How do you know that The English Teacher is going to be an exercise in overwrought post-modern indie hipster humor cliché? Why, from the moment we walk down the halls of the high school where our wistful spinster Linda Sinclair (a deserves-better Julianne Moore) works. A confident jock walks up and kisses his cheerleading gal pal. A cynical nerds scoffs, then shows a bit of disappointment at the PDA, and then goes off to buy drugs from a dude sporting earbuds and a knit cap. All that’s missing is a couple of Goths and a nebbish science instructor shouting orders and all the cogs are in place for what a 2013 filmmaker thinks life is (still) like for our current student body.
As Fiona Shaw narrates the rest of our adventure, we watch Linda lead her humdrum, closed bubble life, eating simple meals and watching her collection of Merchant Ivory films. We are told that she is a passionate romantic, but all first time feature director Craig Zisk can make her into is a catalyst for more despair. During a dating montage, the screen is filled with imagined red ink critiques of all the men she meets. It’s supposed to be quirky and cute. Instead, it’s more like a painful cry for attention. All throughout this film, Zisk and his equally novice screenwriting team of Dan and Stacy Charitan hope that such gimmicks will make up for a shortcoming of true originality. All it does is highlight how hopelessly familiar this all is.
When a sheepish Ms. Sinclair pepper sprays Jason Sherwood (Michael Angarano), an ex-student who’s just returned from New York where he crapped out as a playwright, we know that sparks will sort of fly. We also know that he will have a domineering father (Greg Kinnear) that will pressure him into doing something antithetical to his true nature — to wit, going to law school. Sinclair will not hear of it, and instead, decides to have the school put on his dark, depressing play. With the backing of the drama director (Nathan Lane) and the reluctant approval of the school administration (Jessica Hecht and Norbert Leo Butz), the production goes forward. Naturally, this causes all manner of uproar in Sinclair’s staid life, including “losing” Jason to an actress in the show (Lily Collins) while finding common ground with his doctor dad.

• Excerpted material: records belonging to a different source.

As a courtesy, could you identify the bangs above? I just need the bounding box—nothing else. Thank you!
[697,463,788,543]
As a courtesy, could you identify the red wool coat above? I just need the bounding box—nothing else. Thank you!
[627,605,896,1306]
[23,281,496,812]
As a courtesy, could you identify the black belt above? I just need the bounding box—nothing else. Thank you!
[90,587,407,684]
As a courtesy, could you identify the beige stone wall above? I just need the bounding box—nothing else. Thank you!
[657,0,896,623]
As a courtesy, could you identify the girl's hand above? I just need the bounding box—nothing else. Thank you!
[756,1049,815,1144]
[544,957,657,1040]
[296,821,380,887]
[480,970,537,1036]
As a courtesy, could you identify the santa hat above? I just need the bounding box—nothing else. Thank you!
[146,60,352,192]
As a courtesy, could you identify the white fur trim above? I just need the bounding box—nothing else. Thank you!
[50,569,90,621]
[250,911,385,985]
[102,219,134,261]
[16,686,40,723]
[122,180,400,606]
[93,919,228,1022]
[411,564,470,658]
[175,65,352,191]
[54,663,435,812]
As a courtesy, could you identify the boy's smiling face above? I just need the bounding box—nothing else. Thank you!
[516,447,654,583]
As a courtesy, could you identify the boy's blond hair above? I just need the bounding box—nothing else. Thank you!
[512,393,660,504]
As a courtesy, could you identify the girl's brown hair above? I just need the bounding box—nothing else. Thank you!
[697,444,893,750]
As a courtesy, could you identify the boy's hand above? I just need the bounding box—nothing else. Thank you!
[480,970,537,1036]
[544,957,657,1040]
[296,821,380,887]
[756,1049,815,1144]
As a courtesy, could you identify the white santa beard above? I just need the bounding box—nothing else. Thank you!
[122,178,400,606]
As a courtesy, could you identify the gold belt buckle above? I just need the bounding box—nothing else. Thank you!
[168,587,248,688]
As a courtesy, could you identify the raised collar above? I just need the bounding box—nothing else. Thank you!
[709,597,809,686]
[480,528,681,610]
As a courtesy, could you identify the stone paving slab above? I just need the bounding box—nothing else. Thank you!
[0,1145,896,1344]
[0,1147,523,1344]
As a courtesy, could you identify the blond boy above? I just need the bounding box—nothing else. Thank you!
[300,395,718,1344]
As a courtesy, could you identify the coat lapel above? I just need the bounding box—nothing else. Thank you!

You see, the overly cautious caterpillar breaking out of its commonplace cocoon to suddenly spread its newly formed butterfly wings and see the wonderful world they’ve been missing is not a new idea, and unfortunately The English Teacher has nothing inventive to offer within it. Moore makes for a fine Miss Mouse, but we never sense there is a burning hot mama locked deep within her uptight bookworm, even when she’s caught in flagrante delicto in her classroom. In fact, a film like this does the conservative woman who wants nothing more than to live a non-complicated existence a grand disservice. Though it doesn’t come right out and say it, The English Teacher suggests that Sinclair is lost without the lick of romance’s tender flames. It’s the age old “you’re nuttin’ without a man” B.S. that turns any possible meditation into meaningless Tinseltown claptrap.
Moore does manage to keep her heralded head above water, offering interesting moments where Zisk and the Charitans otherwise provide none. Angarano is also agreeable, though there is a bit of piggish opportunism in Jason’s journey. Lane is always intriguing, those he’s given little to do and Kinnear commands a minor amount of concern before his true nature is revealed.
By repeating tropes that are tired and tedious, The English Teacher ends up failing miserably. Not even a stint in summer school could save its unfunny obviousness.
The Blu-ray includes interviews and a deleted scene.